Make sure you are following us on twitter @MiniVanGundy

Tuesday, August 9, 2011

NFL Stadiums that should be blown up

With the story circulating yesterday about Heinz Field’s role and demise in the upcoming Dark Knight Rises movie, we decided it would be a good idea to examine which NFL stadiums deserve the same fate.

San Francisco 49ers:
Candlestick Park-Comes across on television as quite possibly the ugliest stadium in the league. No one quite knows what is going on with those seats that keep wrapping around, is there some abyss under the midfield seats? The good news is that everything seems a go for them to finally move into a new stadium in the coming years.

Buffalo Bills
To put it bluntly, this is a team that the past few seasons has chosen to go play in another country once a year to try and generate more fan interest and revenue. Owner Ralph Wilson has said once he passes the team will be sold to the highest bidder, the Bills may be in a holding pattern until then.

Oakland Raiders
With the Florida Marlins moving into new digs next year, the Raiders will be the only remaining team in the NFL that shares their stadium with a Major League Baseball team.
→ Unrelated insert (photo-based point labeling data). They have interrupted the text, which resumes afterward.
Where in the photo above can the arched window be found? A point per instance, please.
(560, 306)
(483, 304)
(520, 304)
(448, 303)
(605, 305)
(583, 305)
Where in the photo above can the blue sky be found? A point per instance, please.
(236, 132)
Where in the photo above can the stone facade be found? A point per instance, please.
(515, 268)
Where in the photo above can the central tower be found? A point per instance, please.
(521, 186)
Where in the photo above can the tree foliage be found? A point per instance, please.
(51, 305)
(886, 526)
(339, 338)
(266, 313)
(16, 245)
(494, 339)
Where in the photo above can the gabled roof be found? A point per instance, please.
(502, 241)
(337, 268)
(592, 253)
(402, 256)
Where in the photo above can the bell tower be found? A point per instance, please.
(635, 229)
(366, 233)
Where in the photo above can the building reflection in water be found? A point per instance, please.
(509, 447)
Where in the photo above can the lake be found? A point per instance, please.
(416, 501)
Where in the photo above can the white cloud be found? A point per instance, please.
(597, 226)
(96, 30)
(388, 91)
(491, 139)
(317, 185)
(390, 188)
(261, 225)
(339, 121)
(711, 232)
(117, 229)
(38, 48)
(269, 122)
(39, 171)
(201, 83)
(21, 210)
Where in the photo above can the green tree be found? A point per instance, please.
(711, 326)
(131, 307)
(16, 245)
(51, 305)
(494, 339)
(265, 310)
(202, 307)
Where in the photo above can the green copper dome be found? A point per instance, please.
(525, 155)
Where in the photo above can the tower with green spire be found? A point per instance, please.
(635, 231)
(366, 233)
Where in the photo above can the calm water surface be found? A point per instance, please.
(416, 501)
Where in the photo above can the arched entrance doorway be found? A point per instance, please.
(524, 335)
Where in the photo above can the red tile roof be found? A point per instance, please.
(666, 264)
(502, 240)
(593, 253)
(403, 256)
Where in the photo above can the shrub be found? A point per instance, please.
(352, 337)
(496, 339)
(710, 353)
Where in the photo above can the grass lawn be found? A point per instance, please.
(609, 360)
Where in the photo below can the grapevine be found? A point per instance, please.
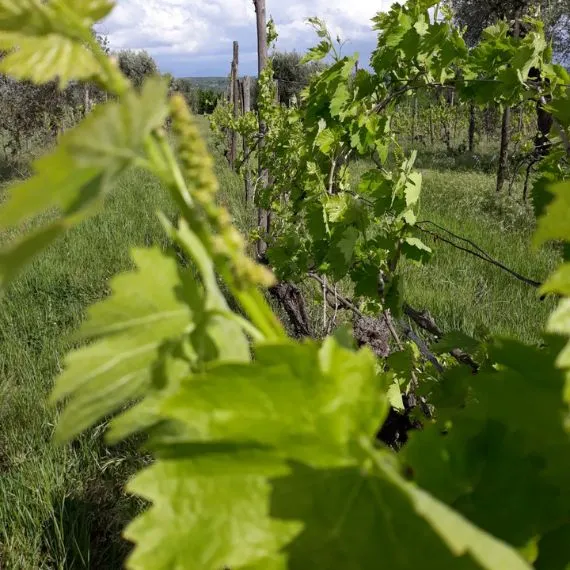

Raiders fans have to hope Los Angeles doesn’t swoop in and steal them away again before the Raiders secure a new stadium in the Bay Area.

San Diego Chargers
The Chargers escape the Major League Baseball distinction the Raiders have, only because the Padres moved to beautiful Petco Park. Another team that is on the Los Angeles radar.

Minnesota Vikings
Mother Nature did her best to finish off the Metrodome last year. Has to be frustrating for Zygi Wilf to constantly go through the political tug of war to try and get a new place built.

St. Louis Rams
The Rams have the same stadium problems that the Vikings have, they are in a place that just is not capable of generating the type of revenue some of these new palaces are. Like the Raiders they could look to go back to Los Angeles.